What I argued in my research built upon the work of others, and basically suggested that digital technologies create digital space. On a very fundamental level, when that electrical power first starts to flow through any digital technology, it turns that technology from being a static lump of metal, plastic and glass into the vessel for a new form of space itself - digital space. This space is unlike any other we have known. Critically though, this space is unformed - it is in itself a theoretical construct. What we actually experience is digital place - a digital place is what some human has then done with digital space. Digital space is the potential, digital place the realised actual.

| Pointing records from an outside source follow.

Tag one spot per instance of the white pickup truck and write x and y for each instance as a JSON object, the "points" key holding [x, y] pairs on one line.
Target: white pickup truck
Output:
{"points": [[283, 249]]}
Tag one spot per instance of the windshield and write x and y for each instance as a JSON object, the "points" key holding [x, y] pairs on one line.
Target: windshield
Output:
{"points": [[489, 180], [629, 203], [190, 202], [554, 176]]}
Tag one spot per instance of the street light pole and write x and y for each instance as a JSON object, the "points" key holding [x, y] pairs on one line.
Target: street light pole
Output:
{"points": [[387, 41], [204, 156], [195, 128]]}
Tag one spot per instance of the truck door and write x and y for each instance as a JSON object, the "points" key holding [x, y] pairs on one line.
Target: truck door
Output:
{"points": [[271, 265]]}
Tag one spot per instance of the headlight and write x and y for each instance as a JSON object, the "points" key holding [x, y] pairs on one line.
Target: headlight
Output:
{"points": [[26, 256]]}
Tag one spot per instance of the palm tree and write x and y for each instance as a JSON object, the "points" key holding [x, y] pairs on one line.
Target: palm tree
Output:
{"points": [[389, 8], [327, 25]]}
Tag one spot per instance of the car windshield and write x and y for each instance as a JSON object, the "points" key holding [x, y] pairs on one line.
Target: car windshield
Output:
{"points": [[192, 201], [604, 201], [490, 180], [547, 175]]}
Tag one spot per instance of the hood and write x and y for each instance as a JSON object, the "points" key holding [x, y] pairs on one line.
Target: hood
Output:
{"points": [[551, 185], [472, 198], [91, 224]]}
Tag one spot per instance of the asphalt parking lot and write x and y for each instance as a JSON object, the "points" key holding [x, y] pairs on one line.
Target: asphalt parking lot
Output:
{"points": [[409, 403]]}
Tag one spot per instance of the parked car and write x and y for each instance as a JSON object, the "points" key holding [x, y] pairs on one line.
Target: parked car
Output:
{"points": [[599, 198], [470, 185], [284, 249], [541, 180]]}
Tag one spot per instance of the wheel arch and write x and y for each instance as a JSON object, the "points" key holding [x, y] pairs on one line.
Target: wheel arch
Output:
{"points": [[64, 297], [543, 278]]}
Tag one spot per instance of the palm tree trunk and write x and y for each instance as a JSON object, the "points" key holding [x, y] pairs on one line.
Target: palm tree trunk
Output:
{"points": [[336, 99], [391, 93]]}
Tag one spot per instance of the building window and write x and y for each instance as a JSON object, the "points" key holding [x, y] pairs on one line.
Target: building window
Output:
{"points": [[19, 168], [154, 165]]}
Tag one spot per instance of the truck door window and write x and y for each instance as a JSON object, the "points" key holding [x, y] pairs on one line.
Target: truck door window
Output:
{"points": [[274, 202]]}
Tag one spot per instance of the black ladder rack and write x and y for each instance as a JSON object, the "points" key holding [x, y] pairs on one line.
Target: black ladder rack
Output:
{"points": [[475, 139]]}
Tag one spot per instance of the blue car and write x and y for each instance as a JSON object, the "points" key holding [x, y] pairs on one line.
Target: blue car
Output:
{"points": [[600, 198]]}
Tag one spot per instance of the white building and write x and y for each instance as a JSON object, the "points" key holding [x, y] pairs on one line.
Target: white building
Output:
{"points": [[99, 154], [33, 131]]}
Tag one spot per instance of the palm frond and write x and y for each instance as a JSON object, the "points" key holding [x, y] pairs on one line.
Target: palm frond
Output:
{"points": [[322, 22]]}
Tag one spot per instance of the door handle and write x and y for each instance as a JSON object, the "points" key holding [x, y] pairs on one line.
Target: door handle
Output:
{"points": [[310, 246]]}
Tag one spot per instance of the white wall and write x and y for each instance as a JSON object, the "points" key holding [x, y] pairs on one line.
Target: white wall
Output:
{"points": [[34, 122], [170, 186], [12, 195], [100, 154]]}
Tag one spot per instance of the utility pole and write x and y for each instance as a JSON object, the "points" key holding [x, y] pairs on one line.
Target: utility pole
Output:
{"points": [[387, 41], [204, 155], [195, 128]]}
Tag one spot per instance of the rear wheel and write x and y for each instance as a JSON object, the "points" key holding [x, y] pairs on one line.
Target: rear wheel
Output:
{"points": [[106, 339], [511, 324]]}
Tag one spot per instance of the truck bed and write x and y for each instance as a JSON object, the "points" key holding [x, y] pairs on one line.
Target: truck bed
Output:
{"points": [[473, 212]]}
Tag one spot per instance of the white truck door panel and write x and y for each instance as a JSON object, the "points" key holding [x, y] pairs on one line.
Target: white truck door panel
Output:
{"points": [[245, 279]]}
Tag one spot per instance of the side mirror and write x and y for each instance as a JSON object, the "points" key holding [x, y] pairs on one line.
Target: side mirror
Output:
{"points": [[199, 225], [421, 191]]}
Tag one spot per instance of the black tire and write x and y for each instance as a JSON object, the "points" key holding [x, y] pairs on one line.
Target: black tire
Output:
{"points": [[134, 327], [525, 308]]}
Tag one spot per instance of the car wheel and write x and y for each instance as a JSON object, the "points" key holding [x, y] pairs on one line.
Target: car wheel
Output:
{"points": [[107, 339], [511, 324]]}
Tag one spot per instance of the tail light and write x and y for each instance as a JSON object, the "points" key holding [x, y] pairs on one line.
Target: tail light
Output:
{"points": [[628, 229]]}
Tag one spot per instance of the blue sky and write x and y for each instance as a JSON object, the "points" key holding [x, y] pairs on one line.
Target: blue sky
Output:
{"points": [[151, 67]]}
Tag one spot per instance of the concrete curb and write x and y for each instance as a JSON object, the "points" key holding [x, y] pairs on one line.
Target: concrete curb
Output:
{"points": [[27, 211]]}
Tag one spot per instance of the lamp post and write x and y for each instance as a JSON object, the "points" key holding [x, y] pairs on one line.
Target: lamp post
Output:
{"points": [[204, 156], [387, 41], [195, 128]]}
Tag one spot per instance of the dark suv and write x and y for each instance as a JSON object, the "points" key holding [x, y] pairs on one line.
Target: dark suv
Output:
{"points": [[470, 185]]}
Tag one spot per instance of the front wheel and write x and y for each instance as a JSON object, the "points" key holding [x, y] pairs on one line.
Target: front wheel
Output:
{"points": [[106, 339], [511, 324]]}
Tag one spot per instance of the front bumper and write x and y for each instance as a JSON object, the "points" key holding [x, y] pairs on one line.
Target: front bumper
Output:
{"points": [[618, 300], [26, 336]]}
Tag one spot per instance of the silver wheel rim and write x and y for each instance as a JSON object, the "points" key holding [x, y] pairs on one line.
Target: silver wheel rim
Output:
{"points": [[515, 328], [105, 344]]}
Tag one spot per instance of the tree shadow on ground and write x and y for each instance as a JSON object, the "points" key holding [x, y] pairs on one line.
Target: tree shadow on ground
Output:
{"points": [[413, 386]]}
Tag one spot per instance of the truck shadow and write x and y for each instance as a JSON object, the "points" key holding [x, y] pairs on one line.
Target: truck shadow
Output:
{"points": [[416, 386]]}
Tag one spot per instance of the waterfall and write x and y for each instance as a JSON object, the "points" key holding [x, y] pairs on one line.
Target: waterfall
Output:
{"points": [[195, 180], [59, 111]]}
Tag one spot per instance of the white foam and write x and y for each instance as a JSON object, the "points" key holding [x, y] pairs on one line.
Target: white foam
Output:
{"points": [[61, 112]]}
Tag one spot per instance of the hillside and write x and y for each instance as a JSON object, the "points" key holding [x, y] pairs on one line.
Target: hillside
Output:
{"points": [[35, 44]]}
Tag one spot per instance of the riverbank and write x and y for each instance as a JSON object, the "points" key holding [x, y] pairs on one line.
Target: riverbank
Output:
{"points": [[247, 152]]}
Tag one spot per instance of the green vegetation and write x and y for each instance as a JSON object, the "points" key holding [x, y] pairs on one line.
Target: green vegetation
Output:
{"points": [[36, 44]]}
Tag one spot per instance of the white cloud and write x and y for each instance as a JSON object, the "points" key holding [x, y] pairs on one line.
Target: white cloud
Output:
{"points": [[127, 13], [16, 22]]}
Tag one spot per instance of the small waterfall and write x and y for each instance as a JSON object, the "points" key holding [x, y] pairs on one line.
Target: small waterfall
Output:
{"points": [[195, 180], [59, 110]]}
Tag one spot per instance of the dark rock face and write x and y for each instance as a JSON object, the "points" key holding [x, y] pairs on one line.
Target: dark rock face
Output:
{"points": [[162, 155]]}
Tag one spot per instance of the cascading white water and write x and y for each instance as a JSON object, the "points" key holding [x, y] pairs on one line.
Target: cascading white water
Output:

Let me try and clarify that with an example. Digital space is odd, because it's never existed before the advent of electricity. Before this it wasn't possible to create new digital space, and this digital space differs fundamentally from real space in one special way - it has no form in its (theoretical) pure state. All things in the real world are formed from other natural products, their form is in part dictated by the form of the substances they are made from. But digital space has no form before someone starts writing code in that space. That code then gives rise to digital place. This leads to an odd property of digital places - they all contain the thinking of a human, they are in effect all embedded cognition. In the real world I might come across a nut, a bird, perhaps a wave, chances are that no human has ever designed or influenced one of these. Not so in digital places - they are fundamentally human, and as such they can never be neutral, they always contain some sense of the individuals who made them. Code gives rise to experience, but that code is always written by a human, and as such reflects that humans own perspectives.

This brings me back to Google, Facebook and others. I was struck by this passage in the article I first linked to:
"We call them platforms, networks or gatekeepers. But these labels hardly fit. The appropriate metaphor eludes us; even if we describe them as vast empires, they are unlike any we’ve ever known. Far from being discrete points of departure, merely supporting the action or minding the gates, they have become something much more significant. They have become the medium through which we experience and understand the world."
I think was this misses is that we are always moving within a medium through which we experience and understand the world. It's called our culture, and it's defined by our background, our politics, our religions, etc. When I walk out my front door the way I experience the world will in large part be defined by where I live and how I've been brought up. Our existence is deeply tied to our space and place, what our politicians decide, what our neighbours do, how the powerful and privileged in our district behave, all this shapes our experience of the world and hence shapes us.

Exactly the same thing applies to digital spaces and places - only in these digital spaces and places the culture is harder to spot, and the embedded cognition of those who have made it is not as obvious - but much, much more complex and all pervading. We may think we're just visiting a website, but actually we're peering into, and moving through, digital places which have incredible complexity and power, whose every link, every image, every comment is a reflection of someone else's thinking - and on a level which is mind bogglingly more intense than any other space or place we've yet invented. Digital places are like normal places on steroids, in terms of their potential to influence.

I use three simple statements that help to clarify the nature of digital technology for me:

  1. Digital technologies creates digital space. This is a new type of space, a space we've never experienced before.
  2. Digital space has no rules; it is made from nothing and therefore it has no previous form to influence its nature.
  3. We create digital places in this digital space; whomever creates the places, creates the rules.

In this context of Google and Facebook, what I think this leads to is an understanding that these new digital places influence us, but only in the same way that every space and place we visit influences us. But potentially these digital places also free us from the constraints of the physical, and allow many more people to be part of the digital culture that is increasingly shaping us all. It's not just Google and Facebook trying to change us, it's every single coder and contributor to those digital places having an influence on a every other person there; it's the biggest mix and up and shake down of culture you can imagine, where culture becomes much more a distributed artefact, a constantly shifting product of the multitude. And here's the clincher. It's not - yet - governed by the same people who control the real space we inhabit, much though they try and regulate it. They struggle with it's boundless nature, the cultural norms we're used to start to break down within it, because it doesn't obey the rules of the real. It doesn't obey lines on a map, rules on a page, sun down or sun up, The only rules it has are what we make for it.

I work in education and technology, and I see on a daily basis how developers and educators try to constrain and organise digital technology so they can make it more effective for them. But to my mind, this is the wrong way of thinking about digital technology. What I get really excited about is the idea that digital space is different, and it has no rules. What we need to do is embrace this difference, not try to emulate the real world but to break away from it and try things that - up to now - haven't been possible. Digital spaces, and hence digital places, are still the new wild west - it's up to us to create new ways of engaging within them. They're not a threat, they're a possibility.